Conversations with the African diaspora were not left out of the Sundance lineup. In addition to Jusu’s Nanny, another US dramatic competition title to feature an African immigrant protagonist was Emergency, a rapid attack paranoid comedy that unearths all the things that could go wrong when three Black and brown college students find a white girl passed out in their room one wild night.
Directed by Carey Williams, Emergency also welcomes the chance to touch on the tensions within Black communities in the United States through the complex but ultimately loving dynamic between the lead Kunle (Donald Elise Watkins) and his pothead best friend Sean (RJ Cyler). As the first-generation son of successful Nigerian immigrants, Kunle’s overachieving eagerness masks a naivety about the realities of being Black in America. Between the wild events of the night and the tough love lessons of his best friend, he is about to receive an education beyond the safety of their college walls.
The biting mockumentary of Honk for Jesus. Save Your Soul directed by Adamma Ebo may be all-American but African audiences are sure to relate with the preposterousness of the Pentecostal pastors at the center played divinely by Sterling K. Brown and Regina Hall. Ebo, a second-generation Nigerian-American filmmaker manages a sharp line between pure comedy and a scathing takedown of toxic megachurch culture.

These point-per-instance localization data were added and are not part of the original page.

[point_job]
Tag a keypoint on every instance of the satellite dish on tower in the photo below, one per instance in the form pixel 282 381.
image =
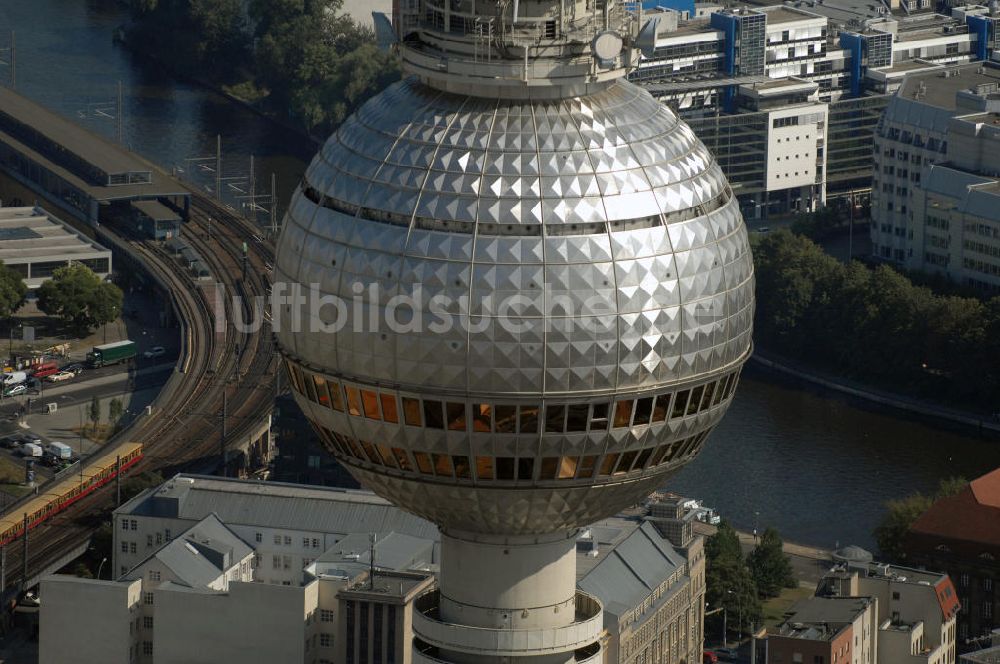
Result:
pixel 646 41
pixel 606 47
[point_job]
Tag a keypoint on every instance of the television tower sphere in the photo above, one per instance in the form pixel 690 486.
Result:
pixel 520 293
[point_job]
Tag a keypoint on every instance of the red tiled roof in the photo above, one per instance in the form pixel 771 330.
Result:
pixel 986 489
pixel 971 515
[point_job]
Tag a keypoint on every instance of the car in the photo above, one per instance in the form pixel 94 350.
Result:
pixel 28 437
pixel 61 376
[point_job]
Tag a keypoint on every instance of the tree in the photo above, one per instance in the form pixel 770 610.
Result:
pixel 770 567
pixel 12 291
pixel 79 297
pixel 902 513
pixel 728 581
pixel 94 412
pixel 115 412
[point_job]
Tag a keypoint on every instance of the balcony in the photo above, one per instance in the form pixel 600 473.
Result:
pixel 581 634
pixel 426 654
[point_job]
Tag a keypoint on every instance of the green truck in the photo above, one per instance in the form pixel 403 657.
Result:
pixel 119 351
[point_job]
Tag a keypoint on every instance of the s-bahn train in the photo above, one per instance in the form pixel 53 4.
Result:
pixel 60 494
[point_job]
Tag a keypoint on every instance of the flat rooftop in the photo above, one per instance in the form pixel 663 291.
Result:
pixel 777 14
pixel 940 86
pixel 84 159
pixel 276 504
pixel 820 618
pixel 30 234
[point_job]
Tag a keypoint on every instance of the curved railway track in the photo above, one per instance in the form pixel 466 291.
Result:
pixel 184 430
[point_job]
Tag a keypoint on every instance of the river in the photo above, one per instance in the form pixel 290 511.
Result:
pixel 813 465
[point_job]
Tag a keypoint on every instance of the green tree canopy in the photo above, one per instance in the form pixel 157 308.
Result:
pixel 875 324
pixel 12 291
pixel 728 580
pixel 770 567
pixel 902 513
pixel 79 297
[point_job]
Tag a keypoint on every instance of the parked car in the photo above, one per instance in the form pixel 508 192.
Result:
pixel 61 376
pixel 31 450
pixel 45 370
pixel 61 451
pixel 155 351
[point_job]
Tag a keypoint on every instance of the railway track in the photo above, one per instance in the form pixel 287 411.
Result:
pixel 227 363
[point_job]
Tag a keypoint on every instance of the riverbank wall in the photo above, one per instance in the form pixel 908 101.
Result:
pixel 984 426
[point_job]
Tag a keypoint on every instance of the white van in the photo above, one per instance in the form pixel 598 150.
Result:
pixel 14 378
pixel 59 450
pixel 31 450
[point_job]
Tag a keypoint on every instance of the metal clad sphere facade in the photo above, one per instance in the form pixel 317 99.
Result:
pixel 577 299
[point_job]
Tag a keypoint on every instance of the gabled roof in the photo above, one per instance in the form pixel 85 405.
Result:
pixel 632 570
pixel 971 516
pixel 199 555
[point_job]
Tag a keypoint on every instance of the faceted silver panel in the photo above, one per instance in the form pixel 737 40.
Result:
pixel 584 249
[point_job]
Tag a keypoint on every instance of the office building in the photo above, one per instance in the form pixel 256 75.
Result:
pixel 206 596
pixel 870 613
pixel 653 594
pixel 826 630
pixel 915 610
pixel 937 176
pixel 961 534
pixel 35 244
pixel 289 526
pixel 852 58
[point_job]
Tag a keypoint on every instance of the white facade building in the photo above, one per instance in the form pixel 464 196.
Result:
pixel 936 196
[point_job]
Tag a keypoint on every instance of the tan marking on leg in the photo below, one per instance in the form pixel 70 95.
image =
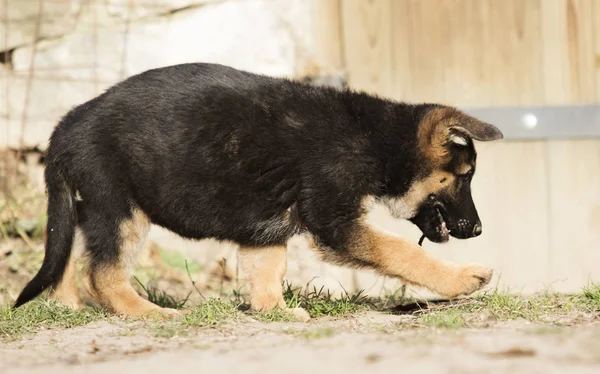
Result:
pixel 264 268
pixel 111 284
pixel 66 292
pixel 395 256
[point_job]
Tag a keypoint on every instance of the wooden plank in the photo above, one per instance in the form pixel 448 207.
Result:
pixel 467 52
pixel 596 33
pixel 328 36
pixel 568 48
pixel 366 35
pixel 574 181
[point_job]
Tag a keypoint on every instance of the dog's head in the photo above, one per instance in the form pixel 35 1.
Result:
pixel 439 199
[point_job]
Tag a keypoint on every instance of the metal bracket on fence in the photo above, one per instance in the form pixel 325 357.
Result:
pixel 543 122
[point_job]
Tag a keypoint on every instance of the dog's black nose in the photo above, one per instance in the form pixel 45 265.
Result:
pixel 477 229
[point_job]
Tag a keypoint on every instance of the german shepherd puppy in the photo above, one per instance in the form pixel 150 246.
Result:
pixel 208 151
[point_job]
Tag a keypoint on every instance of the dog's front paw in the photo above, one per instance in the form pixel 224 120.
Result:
pixel 465 280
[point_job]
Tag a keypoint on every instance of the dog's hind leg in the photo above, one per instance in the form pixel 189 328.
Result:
pixel 264 268
pixel 113 244
pixel 66 291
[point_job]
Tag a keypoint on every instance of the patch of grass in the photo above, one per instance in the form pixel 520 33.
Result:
pixel 161 298
pixel 275 315
pixel 178 261
pixel 319 303
pixel 319 333
pixel 591 297
pixel 446 319
pixel 210 314
pixel 41 313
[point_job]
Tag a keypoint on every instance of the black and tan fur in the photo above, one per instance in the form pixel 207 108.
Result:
pixel 208 151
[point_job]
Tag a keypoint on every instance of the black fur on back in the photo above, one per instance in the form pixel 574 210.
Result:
pixel 208 151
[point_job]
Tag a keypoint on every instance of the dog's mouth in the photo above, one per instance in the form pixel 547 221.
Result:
pixel 441 226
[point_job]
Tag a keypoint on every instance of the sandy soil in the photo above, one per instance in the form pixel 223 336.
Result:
pixel 371 342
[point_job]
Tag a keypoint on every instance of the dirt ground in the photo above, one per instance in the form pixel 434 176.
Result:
pixel 370 342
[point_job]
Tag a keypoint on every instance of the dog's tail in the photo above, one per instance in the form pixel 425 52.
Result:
pixel 62 219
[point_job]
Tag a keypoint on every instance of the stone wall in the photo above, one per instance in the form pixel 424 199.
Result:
pixel 73 50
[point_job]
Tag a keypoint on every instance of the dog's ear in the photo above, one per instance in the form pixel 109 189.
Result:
pixel 475 129
pixel 440 125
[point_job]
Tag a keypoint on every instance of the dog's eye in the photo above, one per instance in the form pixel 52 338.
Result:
pixel 466 175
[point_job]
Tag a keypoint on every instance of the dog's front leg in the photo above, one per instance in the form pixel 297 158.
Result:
pixel 394 256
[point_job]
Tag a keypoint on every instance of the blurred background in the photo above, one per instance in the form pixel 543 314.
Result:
pixel 532 67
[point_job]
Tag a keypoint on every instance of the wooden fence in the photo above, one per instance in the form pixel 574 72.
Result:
pixel 539 200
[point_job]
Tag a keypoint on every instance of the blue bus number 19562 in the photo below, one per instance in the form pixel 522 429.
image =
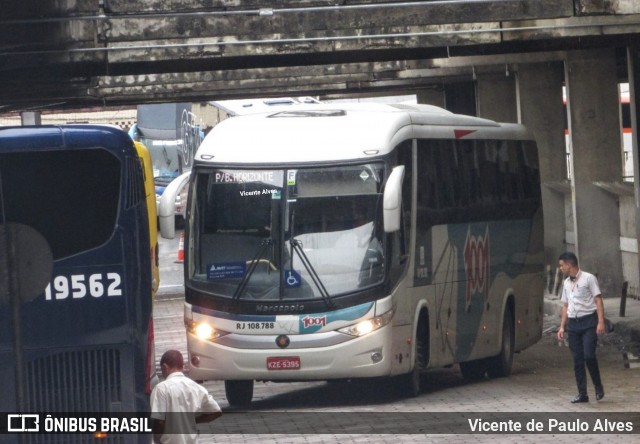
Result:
pixel 78 286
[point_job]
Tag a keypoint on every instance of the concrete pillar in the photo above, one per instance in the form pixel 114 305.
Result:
pixel 460 98
pixel 633 64
pixel 594 127
pixel 496 97
pixel 31 118
pixel 431 97
pixel 539 91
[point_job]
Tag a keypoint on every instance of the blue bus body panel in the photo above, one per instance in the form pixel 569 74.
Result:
pixel 84 339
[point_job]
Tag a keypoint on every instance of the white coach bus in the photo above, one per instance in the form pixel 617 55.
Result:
pixel 355 241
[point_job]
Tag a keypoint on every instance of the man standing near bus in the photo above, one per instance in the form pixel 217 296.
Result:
pixel 178 403
pixel 583 317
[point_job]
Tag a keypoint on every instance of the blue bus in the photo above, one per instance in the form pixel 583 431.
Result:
pixel 76 332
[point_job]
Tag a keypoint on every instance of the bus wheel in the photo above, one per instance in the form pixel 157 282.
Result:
pixel 500 365
pixel 473 370
pixel 239 393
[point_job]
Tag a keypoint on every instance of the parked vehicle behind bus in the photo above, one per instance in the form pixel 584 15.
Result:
pixel 81 339
pixel 348 241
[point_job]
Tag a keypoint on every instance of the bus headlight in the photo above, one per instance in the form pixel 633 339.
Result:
pixel 365 327
pixel 203 330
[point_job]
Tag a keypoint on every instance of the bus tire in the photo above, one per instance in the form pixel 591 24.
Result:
pixel 501 364
pixel 239 393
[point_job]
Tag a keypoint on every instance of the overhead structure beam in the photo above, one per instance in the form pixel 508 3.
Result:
pixel 83 52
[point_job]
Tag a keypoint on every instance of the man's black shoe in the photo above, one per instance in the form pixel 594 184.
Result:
pixel 580 398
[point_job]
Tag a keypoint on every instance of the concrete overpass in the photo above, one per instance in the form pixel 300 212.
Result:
pixel 501 59
pixel 108 52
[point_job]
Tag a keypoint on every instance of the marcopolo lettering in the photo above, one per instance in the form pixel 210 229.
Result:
pixel 260 308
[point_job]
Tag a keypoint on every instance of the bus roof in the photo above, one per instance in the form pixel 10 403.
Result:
pixel 345 131
pixel 47 137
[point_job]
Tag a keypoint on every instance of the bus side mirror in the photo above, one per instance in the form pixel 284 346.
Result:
pixel 167 206
pixel 392 200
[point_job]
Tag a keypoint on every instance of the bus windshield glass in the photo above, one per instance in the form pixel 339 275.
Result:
pixel 294 234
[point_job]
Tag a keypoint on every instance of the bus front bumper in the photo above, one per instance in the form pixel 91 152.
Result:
pixel 358 357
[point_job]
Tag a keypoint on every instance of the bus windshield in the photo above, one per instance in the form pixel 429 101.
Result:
pixel 288 234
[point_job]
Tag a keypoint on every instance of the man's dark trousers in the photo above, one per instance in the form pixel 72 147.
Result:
pixel 583 340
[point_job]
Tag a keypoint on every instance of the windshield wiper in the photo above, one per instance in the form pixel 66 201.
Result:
pixel 264 244
pixel 297 247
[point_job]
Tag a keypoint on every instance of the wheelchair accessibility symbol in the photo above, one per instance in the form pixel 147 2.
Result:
pixel 292 279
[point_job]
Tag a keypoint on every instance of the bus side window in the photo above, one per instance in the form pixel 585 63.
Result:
pixel 400 242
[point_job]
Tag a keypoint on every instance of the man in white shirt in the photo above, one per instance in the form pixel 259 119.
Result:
pixel 583 316
pixel 178 403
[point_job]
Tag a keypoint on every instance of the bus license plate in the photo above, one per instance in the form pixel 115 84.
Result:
pixel 283 363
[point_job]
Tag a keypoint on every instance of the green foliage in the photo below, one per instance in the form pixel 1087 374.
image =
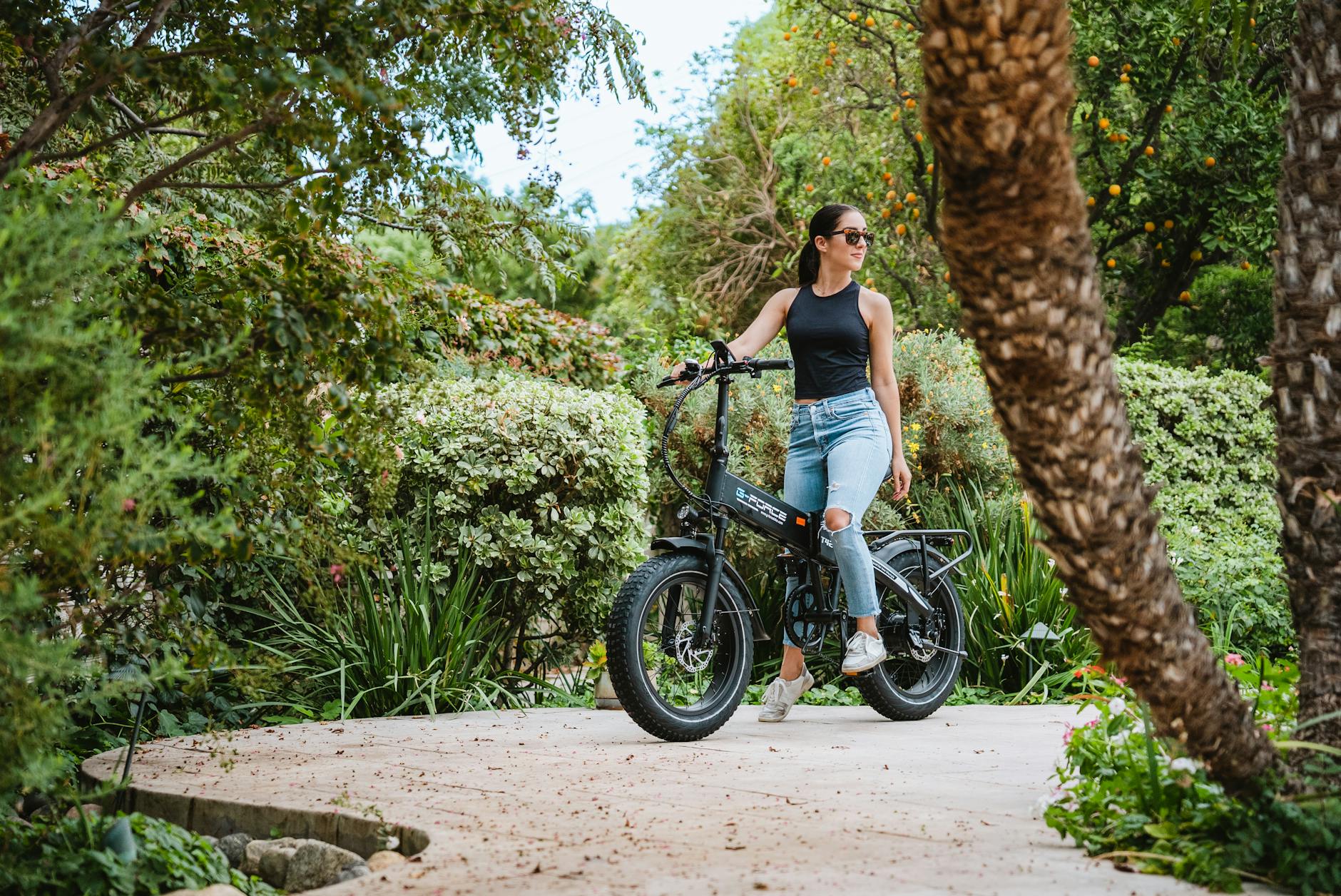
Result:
pixel 98 479
pixel 1211 444
pixel 519 335
pixel 539 482
pixel 68 857
pixel 1226 324
pixel 407 635
pixel 1132 797
pixel 1007 588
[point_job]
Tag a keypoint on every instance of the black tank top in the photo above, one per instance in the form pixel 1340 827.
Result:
pixel 830 342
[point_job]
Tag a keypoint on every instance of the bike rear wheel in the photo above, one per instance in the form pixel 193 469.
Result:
pixel 908 687
pixel 670 690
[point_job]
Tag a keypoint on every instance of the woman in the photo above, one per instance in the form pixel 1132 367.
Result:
pixel 845 429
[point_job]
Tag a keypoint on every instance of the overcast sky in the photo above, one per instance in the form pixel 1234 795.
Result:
pixel 596 144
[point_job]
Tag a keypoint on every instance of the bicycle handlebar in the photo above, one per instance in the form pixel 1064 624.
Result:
pixel 754 367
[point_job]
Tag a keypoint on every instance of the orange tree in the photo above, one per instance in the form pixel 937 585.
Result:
pixel 1176 128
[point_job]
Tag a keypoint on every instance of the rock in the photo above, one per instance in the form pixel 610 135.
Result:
pixel 234 848
pixel 317 864
pixel 257 848
pixel 90 809
pixel 384 859
pixel 352 872
pixel 274 864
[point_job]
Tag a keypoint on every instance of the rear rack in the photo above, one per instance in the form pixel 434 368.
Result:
pixel 922 536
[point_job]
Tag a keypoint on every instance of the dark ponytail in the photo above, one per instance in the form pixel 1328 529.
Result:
pixel 822 222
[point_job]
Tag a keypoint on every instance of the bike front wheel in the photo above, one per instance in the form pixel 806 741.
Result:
pixel 668 687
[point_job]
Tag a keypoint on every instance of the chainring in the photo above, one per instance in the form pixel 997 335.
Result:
pixel 805 633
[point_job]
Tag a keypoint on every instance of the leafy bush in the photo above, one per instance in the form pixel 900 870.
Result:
pixel 68 857
pixel 1135 798
pixel 1007 588
pixel 98 479
pixel 521 335
pixel 1210 442
pixel 408 635
pixel 538 482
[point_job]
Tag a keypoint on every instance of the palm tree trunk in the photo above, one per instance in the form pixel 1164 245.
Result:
pixel 1307 360
pixel 1016 236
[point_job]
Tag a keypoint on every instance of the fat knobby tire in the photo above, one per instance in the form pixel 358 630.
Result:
pixel 624 649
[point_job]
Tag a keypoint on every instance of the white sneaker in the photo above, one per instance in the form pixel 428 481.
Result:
pixel 864 652
pixel 781 695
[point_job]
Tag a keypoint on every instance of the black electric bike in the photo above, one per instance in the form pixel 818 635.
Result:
pixel 680 636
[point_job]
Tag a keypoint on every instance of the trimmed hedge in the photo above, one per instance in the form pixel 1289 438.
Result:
pixel 541 482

In the film, Brown is a pastor who has recently fallen from grace thanks to a scandal that was nasty enough to shut his Atlanta megachurch temporarily. As the church readies for a grand reopening, the pastor hires a documentary film crew to record every cringe worthy, tone deaf moment that leads up to a sobering excavation of accountability and complicity in contemporary church crimes and misdemeanors.